BookmarkSubscribeRSS Feed
🔒 This topic is solved and locked. Need further help from the community? Please sign in and ask a new question.
vraj1
Quartz | Level 8

I have a variable with data and want to extract perticular data which starts with "The rate" and ends with "." but some data doesnt have "." and then in those cases it should extract till the end. I am not sure how to use that condition.

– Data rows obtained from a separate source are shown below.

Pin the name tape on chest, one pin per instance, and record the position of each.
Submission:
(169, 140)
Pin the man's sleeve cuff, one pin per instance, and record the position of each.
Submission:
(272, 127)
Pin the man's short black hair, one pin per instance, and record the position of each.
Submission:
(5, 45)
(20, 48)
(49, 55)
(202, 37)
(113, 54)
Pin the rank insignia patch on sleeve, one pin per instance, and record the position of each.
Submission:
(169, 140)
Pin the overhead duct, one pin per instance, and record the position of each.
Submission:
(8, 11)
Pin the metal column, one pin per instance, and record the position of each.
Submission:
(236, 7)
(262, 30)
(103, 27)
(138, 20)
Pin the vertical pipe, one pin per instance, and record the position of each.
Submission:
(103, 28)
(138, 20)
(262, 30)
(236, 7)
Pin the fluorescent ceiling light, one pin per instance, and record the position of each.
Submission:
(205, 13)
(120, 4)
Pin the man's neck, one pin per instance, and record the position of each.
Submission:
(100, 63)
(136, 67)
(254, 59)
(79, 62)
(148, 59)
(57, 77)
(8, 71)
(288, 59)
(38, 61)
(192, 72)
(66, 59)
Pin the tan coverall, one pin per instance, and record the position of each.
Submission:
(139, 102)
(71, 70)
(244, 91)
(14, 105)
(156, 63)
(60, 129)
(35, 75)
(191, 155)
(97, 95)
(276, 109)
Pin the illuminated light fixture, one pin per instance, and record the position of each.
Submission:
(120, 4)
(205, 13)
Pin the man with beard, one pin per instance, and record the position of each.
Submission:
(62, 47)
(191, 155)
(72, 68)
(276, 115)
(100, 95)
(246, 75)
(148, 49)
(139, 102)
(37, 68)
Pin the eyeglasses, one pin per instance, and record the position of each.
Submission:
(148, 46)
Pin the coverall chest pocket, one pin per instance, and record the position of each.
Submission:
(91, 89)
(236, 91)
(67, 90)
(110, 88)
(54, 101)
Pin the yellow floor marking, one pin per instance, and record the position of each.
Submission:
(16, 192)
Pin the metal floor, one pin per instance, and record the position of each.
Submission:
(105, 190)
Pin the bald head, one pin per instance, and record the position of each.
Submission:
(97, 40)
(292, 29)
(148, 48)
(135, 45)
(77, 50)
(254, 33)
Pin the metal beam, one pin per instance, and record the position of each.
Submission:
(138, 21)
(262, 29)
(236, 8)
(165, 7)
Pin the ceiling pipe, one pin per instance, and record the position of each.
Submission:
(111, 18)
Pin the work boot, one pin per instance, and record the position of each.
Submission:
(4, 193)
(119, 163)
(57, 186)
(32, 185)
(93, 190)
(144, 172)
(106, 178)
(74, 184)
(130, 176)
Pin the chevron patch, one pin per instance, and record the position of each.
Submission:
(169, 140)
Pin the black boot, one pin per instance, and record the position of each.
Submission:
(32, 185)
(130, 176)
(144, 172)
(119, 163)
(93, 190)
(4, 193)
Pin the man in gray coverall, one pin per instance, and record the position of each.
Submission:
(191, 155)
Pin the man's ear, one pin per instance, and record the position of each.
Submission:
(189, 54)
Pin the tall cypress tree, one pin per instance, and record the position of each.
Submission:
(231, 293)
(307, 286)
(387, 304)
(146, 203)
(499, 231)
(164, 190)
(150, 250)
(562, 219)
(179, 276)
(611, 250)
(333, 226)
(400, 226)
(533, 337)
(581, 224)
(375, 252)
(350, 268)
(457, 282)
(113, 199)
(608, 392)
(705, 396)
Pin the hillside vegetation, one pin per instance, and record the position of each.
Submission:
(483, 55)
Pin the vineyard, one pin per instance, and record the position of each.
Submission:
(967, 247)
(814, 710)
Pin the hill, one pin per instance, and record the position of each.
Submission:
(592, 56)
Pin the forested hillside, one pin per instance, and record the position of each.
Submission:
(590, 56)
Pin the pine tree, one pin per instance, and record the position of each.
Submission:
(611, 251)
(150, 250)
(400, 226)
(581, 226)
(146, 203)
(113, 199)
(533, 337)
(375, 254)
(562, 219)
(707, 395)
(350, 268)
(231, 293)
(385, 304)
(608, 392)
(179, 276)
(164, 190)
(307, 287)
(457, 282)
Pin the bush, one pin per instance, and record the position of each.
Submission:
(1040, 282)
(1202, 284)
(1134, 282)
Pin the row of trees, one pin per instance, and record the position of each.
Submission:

Any help

 

data is like the below

inflix="If IEE 22 then... set datapoint value for IETEST to The rate has or has had one or more of the following conditions that:- neurological disorder";
inflix2="If IEE 12 then... set datapoint value for LIME to The rate has or has had one or more of the following condition has not been seen. this is what is not expected";

 

first case has no fullstop and second one has and only want data till not been seen.. 

 

I am using the below step

IETEST=substr(infix,index(infix,"The patient"),index(substr(infix,index(infix,"The rate")),'.'));

 

Any help how to make a condition that if it has "." then end the extraction else take the rest from The rate.

 

 

1 ACCEPTED SOLUTION

Accepted Solutions
ChrisNZ
Tourmaline | Level 20

Like this?

 

data HAVE;
  PRX=prxparse('s/.*(The rate .*?(\.|$)).*/$1/o');
  IN1="If IEE 12 then... set datapoint value for LIME to The rate has or has had one or more of the following condition has not been seen. this is what is not expected"; 
  IN2="If IEE 22 then... set datapoint value for IETEST to The rate has or has had one or more of the following conditions that:- neurological disorder";
  OUT1=prxchange(PRX,1,IN1); put OUT1=;
  OUT2=prxchange(PRX,1,IN2); put OUT2=;
run; 

OUT1=The rate has or has had one or more of the following condition has not been seen.
OUT2=The rate has or has had one or more of the following conditions that:- neurological disorder

 

The regular expression reads as:

s                             substitution requested

/                              start of match pattern

.*                             any number of characters

(The rate .*?(\.|$))  then a group made of: The rate

                                                            then space                                                             

                                                .*?        then any number of characters    (but don't try to match all of them)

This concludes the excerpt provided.